Un petit hors sujet. C'est l'affaire ci-dessous qui m'a touchée. L'enquête est close depuis août de cette année.
L'inconnue de l'A10, 20 ans après
Le 11 août 1987, le corps d'une petite fille est retrouvé sur le bord de l'autoroute, près de Blois, mutilé. Malgré des années d'enquête, jamais elle n'a eu d'identité. Un magistrat a décidé de rouvrir le dossier.
epuis vingt ans, c'est un mystère. Un mystère bientôt prescrit. A moins que, au cours des prochains mois, une nouvelle information ne vienne relancer le dossier, il faudra se résoudre à ne jamais donner de nom à la petite inconnue reposant dans le carré des enfants, au cimetière de Suèvres (Loir-et-Cher), bourgade sans histoire aux abords de l'autoroute A 10.
En ce début d'août 1987, la France assoupie est tout à ses vacances. Les Unes de la presse n'ont à se mettre sous la dent que la trêve rompue, au Tchad, ou le tour de France à la voile. Jusqu'à cette avant-veille de 15 août où l'AFP confirme un sinistre fait divers. Le corps d'une fillette mutilée a été retrouvé sans vie sur le bord de l'autoroute. En dépit d'une photo diffusée à la presse et à toutes les gendarmeries de France, son identité reste inconnue.
Deux employés de Cofiroute, en patrouille dans le sens Paris-province, l'ont découvert mardi, vers 15 h 20, aux abords de la bande d'arrêt d'urgence. Ils ont d'abord cru à un colis, puis découvert, enveloppée dans une couverture, une enfant de type méditerranéen, aux cheveux bruns bouclés et aux yeux foncés, vêtue d'un tee-shirt, d'un short et d'une robe de chambre à carreaux bleus. Qui est-elle? Elle a, tout au plus, 3 ou 4 ans. Le rapport du médecin légiste situe son décès entre 11 et 13 heures.
Si les indices sont minces, le constat livré par l'autopsie est consternant: pas de violences sexuelles, mais des traumatismes et fractures divers, signes de mauvais traitements répétés. Pourquoi ces traces de brûlures, susceptibles de provenir d'un fer à repasser, et ces traces de morsures, que seule une - petite - mâchoire humaine a pu produire à hauteur d'un mamelon?
Si les indices sont minces, le constat livré par l'autopsie est consternant
Avec l'aide du Centre d'application et de recherche en microscopie électronique (Carme), les enquêteurs repèrent sur la couverture plusieurs cheveux de textures distinctes qui donnent à penser que l'enfant aurait vécu au sein d'une petite collectivité. L'espoir d'une piste: si plusieurs partagent ce tragique secret, tôt ou tard, l'un des maillons craquera. Même espoir avec la diffusion du visage de la fillette auprès des assistantes sociales, enseignants de maternelle et éducateurs des départements limitrophes. Mais rien.

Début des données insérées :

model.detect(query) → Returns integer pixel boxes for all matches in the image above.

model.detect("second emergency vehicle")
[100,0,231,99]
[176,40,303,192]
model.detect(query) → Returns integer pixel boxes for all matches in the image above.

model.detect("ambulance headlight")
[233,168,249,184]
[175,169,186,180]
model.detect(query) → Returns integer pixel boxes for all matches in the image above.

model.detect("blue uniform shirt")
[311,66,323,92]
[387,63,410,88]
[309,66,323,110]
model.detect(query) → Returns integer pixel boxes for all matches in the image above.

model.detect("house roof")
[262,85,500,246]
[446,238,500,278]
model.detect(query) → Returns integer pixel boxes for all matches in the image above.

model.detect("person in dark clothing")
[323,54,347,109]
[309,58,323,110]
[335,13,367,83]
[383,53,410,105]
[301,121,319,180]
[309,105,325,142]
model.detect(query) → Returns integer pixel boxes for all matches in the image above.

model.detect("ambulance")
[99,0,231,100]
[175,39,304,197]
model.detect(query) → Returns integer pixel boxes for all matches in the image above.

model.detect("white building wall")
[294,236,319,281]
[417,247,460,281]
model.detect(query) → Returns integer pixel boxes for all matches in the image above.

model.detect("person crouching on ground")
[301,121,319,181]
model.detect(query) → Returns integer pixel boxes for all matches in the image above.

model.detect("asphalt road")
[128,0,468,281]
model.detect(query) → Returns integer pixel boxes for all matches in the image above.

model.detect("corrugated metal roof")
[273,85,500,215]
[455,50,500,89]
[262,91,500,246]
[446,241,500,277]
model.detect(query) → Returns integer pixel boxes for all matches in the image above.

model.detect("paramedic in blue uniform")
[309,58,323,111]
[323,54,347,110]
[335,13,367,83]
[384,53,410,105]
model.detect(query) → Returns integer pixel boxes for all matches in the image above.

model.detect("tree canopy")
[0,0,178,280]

Malgré quelque 200 appels téléphoniques reçus, aucune piste sérieuse. Ni du côté des fichiers d'enfants disparus des allocations familiales ni dans les hôpitaux psychiatriques, auprès des femmes dépressives et des puéricultrices chargées des visites postnatales. Un an plus tard, on aligne les chiffres: 3 000 familles alentour ont été visitées par 70 brigades de gendarmerie, 130 000 affichettes diffusées à travers l'Hexagone. Interpol comme la presse d'Afrique du Nord ont été mis à contribution - l'A 10 mène vers l'Espagne et, au-delà, le Maroc ou l'Algérie. Au total, 14 000 contacts - sans davantage de résultats. Impossible, même, de privilégier une quelconque hypothèse. S'agit-il d'un maniaque venu déposer l'enfant en empruntant à pied - aucune trace de pneus n'a été relevée - le chemin de terre en bordure de l'autoroute? Ou faut-il cibler les 11 000 véhicules qui, chaque jour, à cette époque de l'année, empruntent la voie rapide? Des témoignages évoqueront une voiture blanche arrêtée sur la bande d'urgence, mais sans plus. En 1991, un premier non-lieu est prononcé.

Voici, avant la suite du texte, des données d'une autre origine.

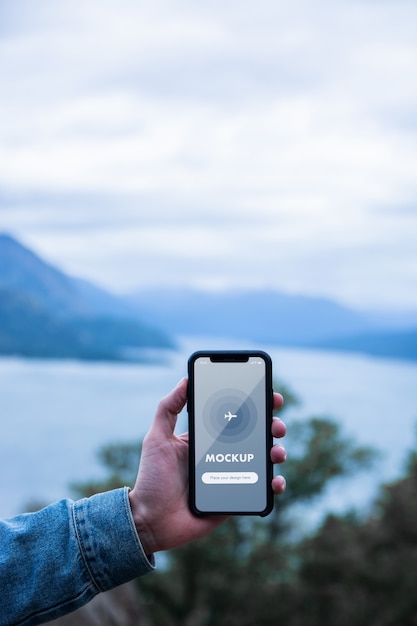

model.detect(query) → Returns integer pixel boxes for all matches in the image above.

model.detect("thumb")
[151,378,188,437]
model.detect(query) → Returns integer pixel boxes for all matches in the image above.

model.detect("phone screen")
[189,353,272,515]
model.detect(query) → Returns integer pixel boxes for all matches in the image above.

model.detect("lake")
[0,337,417,517]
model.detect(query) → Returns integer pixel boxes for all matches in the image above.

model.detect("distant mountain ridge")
[0,234,174,360]
[0,234,417,360]
[129,289,417,360]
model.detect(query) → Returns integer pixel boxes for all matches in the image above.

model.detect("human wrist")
[129,489,158,558]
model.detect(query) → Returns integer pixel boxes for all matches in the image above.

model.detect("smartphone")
[188,351,274,516]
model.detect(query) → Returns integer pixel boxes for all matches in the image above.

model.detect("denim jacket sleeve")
[0,488,154,626]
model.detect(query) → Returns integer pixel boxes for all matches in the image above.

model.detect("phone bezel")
[187,350,274,517]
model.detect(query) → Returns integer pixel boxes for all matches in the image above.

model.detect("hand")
[129,378,286,555]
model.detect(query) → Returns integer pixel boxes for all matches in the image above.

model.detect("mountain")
[0,234,417,360]
[128,289,417,360]
[0,234,174,360]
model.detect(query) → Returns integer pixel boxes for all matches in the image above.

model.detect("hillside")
[0,235,173,360]
[129,289,417,360]
[0,234,417,360]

En mars 1993, l'émission Témoin n° 1 relance un dossier que le procureur de Blois, Etienne Daures, accepte de voir porté à l'antenne «pour redonner une identité à la petite victime». Une piste retiendra les enquêteurs. Suffisante pour ouvrir, l'année suivante, une information judiciaire. Las, après vérification, elle se révélera infondée. Au cimetière de Suèvres, quelques bouquets anonymes accompagnent la petite inconnue.